TIRRELL: Well, Alex we're just about out of time with you so I'm going to bundle up two quick questions for you right here at the end. One is that you showed some tantalizing data suggesting the vaccine might actually reduce asymptomatic infection. Maybe cut down on transmission. When do you expect to have more definitive data on that and also, when are you going to get your shot?

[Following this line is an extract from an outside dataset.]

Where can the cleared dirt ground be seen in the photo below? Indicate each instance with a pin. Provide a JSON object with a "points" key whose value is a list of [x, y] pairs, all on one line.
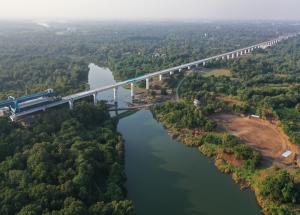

GORSKY: Well of course that's the Holy Grail. If we can show that our vaccine let alone the other vaccines actually stopped transmission, you know, for asymptomatic patients that will really demonstrate that, you know, we can put a major dent in this pandemic going forward. Our early data is quite encouraging, but we've got to gather more. We would expect to gather that literally in the coming months as we continue to follow these patients in the trial. And look, I'm going to get my vaccine as soon as I possibly can. Of course, I'm going to wait or the Johnson & Johnson vaccine. But as soon as I'm authorized based upon the parameters established by the CDC and the government, I'll be first in line. And look, I hope everybody in our country follows and again, the more people that we can get vaccinated around the world, the better we're all going to be.
TIRRELL: Alright, Alex, we really appreciate you being with us this morning. Thanks so much.
GORSKY: Thank you very much. Have a great day.